Find the amplitude and period of the function

[jen043081]

A weight hanging on a vertical spring is set in motion with a downward velocity of 6 cm/sec from its equilibrium position. Assume that the constant w for this particular spring and weight combination is 2. Write the formula that gives the location of the weight in centimeters as a function of the time t in seconds. Find the amplitude and period of the function and sketch its graph for t in the interval [0,2(pie)][/i][/b][/tex][/list][/code]

 

[jepe]

I assume that w in your thread means the circular frequency ω (in rad/s)?
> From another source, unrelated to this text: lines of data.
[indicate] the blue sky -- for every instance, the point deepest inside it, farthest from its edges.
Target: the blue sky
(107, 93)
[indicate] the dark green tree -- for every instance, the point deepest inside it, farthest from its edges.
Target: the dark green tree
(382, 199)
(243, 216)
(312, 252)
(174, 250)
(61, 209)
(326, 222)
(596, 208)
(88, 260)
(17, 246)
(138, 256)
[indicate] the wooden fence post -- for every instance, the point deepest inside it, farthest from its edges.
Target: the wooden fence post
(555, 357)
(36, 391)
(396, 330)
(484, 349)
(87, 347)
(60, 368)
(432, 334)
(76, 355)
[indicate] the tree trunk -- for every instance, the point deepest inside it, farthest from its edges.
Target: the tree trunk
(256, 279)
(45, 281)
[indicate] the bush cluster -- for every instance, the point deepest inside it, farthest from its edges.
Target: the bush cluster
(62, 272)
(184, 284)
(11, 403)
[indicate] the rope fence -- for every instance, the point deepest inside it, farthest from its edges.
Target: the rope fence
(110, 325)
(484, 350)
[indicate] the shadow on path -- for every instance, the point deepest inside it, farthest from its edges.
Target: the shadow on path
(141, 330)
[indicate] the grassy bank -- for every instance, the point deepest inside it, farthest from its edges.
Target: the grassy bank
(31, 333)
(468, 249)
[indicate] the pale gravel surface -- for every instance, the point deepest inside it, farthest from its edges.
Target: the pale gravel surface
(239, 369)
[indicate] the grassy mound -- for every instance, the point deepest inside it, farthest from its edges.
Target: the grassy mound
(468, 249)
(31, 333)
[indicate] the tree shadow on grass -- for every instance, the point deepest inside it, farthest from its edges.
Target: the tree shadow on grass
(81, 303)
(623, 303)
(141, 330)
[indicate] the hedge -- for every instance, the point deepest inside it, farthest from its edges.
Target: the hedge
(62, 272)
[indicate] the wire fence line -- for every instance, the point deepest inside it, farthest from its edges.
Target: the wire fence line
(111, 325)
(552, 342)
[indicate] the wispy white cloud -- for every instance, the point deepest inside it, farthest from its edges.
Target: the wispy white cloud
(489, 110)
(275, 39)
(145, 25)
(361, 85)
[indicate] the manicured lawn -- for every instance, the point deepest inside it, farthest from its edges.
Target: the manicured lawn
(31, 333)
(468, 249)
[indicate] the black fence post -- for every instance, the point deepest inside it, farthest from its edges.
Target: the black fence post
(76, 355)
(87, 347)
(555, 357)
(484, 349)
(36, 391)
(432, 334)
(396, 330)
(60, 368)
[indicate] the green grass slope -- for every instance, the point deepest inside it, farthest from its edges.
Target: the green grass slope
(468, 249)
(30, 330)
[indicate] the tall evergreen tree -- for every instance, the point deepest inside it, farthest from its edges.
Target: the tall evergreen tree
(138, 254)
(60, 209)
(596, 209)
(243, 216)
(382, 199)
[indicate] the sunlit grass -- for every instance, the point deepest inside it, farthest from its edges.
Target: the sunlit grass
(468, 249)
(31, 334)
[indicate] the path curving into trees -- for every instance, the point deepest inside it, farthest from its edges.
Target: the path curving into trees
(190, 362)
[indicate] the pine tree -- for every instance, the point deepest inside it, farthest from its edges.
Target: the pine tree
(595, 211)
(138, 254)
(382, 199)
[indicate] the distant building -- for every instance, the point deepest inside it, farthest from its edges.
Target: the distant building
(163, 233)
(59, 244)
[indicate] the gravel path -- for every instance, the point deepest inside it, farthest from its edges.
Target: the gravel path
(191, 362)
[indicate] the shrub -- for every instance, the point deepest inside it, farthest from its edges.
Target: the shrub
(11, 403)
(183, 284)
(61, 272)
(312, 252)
Assume the vertical location of the weight from its equilibrium position is z
(z pointing upward is positive)
The mass-spring system can be described as a harmonic motion:
z = za . sin (ω t), where za is the amplitude of the motion
differentiation to t gives the velocity of the mass:
z' = za . ω . cos (ω t)
at t=0: z = 0 cm and z' = -6 cm/s and ω = 2 rad/s
at t=0: -6 = za .2, so za = -3 cm.
since amplitude is always positive, assume za = +3 and write equation of motion of the weight as:
z = -za . sin (ω t) or z = -3 sin (2t)
the period of the harmonic motion is T, where T = 2.pi/ ω
T = pi = 3.1416 s.

 

[M98Ranger]

The formula for the location of the weight on the spring as a function of time is given by x(t) = A cos(wt + p), where A is the amplitude, w is the angular frequency, and p is the phase shift. In this case, the weight is set in motion with a downward velocity of 6 cm/sec, which means that the initial displacement is -6 cm. Therefore, the equation becomes x(t) = -6 cos(2t + p).
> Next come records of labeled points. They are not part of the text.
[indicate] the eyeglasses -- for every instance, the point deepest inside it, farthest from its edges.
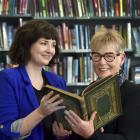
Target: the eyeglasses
(109, 56)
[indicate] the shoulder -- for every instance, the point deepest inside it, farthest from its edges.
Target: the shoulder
(9, 73)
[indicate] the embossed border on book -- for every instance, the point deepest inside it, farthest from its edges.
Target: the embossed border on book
(105, 99)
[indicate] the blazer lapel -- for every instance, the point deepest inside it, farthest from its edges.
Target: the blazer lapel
(29, 89)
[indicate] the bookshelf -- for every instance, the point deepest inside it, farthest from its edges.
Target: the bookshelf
(76, 21)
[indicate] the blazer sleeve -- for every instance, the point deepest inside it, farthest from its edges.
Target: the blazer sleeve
(8, 105)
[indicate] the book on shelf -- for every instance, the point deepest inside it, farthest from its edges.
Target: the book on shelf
(102, 96)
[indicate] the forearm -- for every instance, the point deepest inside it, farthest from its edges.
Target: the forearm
(30, 122)
(103, 136)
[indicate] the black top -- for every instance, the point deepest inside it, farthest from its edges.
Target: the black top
(48, 121)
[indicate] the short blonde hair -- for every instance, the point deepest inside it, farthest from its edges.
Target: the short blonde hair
(105, 37)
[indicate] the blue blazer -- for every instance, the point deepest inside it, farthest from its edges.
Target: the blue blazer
(18, 99)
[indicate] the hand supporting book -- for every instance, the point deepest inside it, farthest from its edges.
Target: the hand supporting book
(102, 96)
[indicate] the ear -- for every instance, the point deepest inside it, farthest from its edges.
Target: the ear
(123, 57)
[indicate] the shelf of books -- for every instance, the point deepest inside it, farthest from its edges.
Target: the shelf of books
(76, 21)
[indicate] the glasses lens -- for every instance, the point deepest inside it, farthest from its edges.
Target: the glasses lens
(96, 57)
(109, 57)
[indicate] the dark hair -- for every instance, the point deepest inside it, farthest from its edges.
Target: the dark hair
(28, 34)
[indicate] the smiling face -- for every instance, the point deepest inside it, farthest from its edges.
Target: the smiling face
(103, 68)
(42, 51)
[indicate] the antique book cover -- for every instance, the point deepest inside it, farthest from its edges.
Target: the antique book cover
(102, 96)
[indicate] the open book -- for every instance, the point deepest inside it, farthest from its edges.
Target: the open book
(102, 96)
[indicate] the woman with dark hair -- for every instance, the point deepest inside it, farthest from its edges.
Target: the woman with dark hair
(25, 110)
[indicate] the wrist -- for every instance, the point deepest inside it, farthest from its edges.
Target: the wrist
(41, 115)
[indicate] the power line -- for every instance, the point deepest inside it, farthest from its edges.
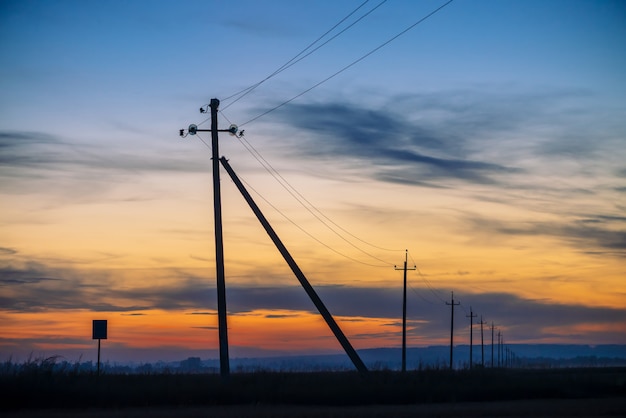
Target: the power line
(349, 65)
(308, 233)
(300, 198)
(298, 58)
(430, 287)
(301, 228)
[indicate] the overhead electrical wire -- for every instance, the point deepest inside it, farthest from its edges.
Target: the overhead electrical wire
(304, 230)
(311, 208)
(349, 65)
(432, 289)
(244, 92)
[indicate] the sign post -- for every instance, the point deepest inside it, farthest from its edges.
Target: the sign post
(99, 332)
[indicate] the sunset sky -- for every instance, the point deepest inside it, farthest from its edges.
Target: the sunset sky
(489, 140)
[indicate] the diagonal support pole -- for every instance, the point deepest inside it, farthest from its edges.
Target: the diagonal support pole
(343, 340)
The amplitude of this function is 6 cm, as it represents the maximum displacement of the weight from its equilibrium position. The period of the function is given by T = 2(pie)/w, where w is the angular frequency. In this case, w = 2, so the period is T = 2(pie)/2 = (pie) seconds.
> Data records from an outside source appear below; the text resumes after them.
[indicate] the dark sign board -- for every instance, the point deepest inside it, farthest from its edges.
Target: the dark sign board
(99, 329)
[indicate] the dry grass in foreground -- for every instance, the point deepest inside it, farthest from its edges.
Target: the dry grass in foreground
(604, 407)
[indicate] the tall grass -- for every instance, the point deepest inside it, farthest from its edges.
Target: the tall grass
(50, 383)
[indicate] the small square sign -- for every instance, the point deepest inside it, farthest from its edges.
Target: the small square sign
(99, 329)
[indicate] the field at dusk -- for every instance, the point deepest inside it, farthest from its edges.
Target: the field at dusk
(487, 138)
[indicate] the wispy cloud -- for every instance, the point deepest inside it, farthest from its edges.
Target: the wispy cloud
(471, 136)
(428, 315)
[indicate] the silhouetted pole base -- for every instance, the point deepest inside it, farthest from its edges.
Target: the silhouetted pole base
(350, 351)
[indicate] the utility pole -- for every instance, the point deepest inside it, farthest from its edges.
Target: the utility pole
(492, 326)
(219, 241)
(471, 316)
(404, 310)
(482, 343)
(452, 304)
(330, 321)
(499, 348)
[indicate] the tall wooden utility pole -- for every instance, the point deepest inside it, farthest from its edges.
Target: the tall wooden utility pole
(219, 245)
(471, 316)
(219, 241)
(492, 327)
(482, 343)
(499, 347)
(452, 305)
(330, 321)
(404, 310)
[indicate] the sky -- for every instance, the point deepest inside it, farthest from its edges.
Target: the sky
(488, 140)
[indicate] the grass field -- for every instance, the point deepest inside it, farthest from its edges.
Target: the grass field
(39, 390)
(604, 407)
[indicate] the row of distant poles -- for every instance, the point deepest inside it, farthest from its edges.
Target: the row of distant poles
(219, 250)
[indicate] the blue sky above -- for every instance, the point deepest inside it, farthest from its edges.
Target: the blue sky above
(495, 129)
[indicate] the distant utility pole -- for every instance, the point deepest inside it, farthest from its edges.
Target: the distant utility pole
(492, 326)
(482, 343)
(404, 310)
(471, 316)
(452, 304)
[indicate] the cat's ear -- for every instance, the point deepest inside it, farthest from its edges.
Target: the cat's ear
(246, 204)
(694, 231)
The graph of this function within the given interval [0,2(pie)] will start at -6 cm (since the initial displacement is -6 cm), reach a maximum value of 6 cm, then return to -6 cm at the end of the period. The graph will be a cosine curve, starting at the origin and oscillating between -6 cm and 6 cm with a period of (pie) seconds. The phase shift, p, will determine where the curve starts within the interval [0,2(pie)].